Truth they say is the first casualty of war. Only a few years ago the world was subjected to the lies about Iraq’s so called weapons of mass destruction used to justify the invasion of the country in 2003. The events giving rise to the military conflict between Russia and Georgia are no different. Already a political myth has been constructed about the plucky Georgians fighting for their national rights against the bullying power of Russia.
The truth is somewhat different. The Caucasus has become strategically important to US imperialism both because of its oil reserves and also its geopolitical location, with Russia to the north and Iran to the south. Since President Saakashvili came to power in 2003 Georgia has increasingly become the key ally for the US in the region. The US and Israel have made substantial arms sales to Georgia and have trained Georgian troops in order to build up its armed forces. The payback from this in part at least has come in Iraq. After the US and Britain, Georgia has more troops in Iraq than any other country, even though it has a population of only five million! Not surprisingly the US has been keen to propose Georgian alongside Ukrainian membership of NATO as part of a strategy to militarily surround Russia on its western flank. The anti ballistics missile agreements of the US with the Czech Republic and more recently Poland are an integral part of this strategy.

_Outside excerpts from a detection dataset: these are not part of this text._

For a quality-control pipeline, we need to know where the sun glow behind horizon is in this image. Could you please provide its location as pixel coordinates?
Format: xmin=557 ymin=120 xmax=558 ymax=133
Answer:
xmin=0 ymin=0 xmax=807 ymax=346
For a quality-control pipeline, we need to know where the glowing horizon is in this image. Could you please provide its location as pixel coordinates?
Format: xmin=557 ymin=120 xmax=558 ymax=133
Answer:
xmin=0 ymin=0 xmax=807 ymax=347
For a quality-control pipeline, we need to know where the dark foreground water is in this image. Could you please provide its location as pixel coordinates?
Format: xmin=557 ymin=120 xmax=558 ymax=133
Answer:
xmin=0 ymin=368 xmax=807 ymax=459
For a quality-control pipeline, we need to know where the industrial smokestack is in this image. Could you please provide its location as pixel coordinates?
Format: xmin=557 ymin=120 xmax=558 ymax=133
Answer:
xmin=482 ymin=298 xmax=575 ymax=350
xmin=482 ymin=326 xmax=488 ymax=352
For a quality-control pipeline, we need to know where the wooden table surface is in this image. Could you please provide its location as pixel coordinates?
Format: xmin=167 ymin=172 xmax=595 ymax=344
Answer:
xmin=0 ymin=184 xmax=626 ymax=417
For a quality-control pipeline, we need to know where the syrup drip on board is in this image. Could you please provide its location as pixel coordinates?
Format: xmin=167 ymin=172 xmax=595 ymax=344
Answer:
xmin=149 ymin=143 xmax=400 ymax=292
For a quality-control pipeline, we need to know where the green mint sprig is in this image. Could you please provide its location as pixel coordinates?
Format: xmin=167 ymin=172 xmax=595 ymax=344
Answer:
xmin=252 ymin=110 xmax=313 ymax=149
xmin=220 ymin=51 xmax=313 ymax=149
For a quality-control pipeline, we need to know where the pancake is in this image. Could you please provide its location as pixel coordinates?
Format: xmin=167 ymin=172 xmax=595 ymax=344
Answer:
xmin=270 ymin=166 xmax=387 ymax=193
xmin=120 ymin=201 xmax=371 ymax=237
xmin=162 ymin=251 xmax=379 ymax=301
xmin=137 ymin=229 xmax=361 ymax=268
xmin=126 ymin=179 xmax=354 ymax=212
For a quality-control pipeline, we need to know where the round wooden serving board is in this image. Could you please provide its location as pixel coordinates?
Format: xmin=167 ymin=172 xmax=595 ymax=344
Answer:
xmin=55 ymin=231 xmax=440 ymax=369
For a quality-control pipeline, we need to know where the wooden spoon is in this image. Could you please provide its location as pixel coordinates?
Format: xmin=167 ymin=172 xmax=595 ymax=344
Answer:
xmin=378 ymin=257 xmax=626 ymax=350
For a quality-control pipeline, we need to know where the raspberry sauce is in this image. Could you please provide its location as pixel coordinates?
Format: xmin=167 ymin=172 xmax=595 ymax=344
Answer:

In all probability Georgia attacked South Ossetia in early August with the prior knowledge and consent of the US. In any event speeches by George W. Bush as well as our own David Milliband in support of the “territorial integrity of Georgia” have made clear that the US and Britain at least are 100% behind Georgia. The Ossetes though formed a distinct national minority within the former Soviet Republic of Georgia and though not internationally recognised South Ossetia had functioned as a de facto independent state for the last sixteen years. Georgia started its invasion of South Ossetia by bombing its capital city Tskhinvali. Given that Tskhinvali has no military installations the deliberate bombing by Georgia of a civilian centre was both an act of state terrorism and a war crime. As a terrorist act it was in part successful as many Ossetes fled over the border into Russia. We can only speculate but Georgia might well have been using state terror as a tool to ethnically cleanse South Ossetia of its native population. All this forms the background to Russia’s decision to send its troops into Georgia, it was a response to the Georgian bombardment and subsequent invasion of South Ossetia.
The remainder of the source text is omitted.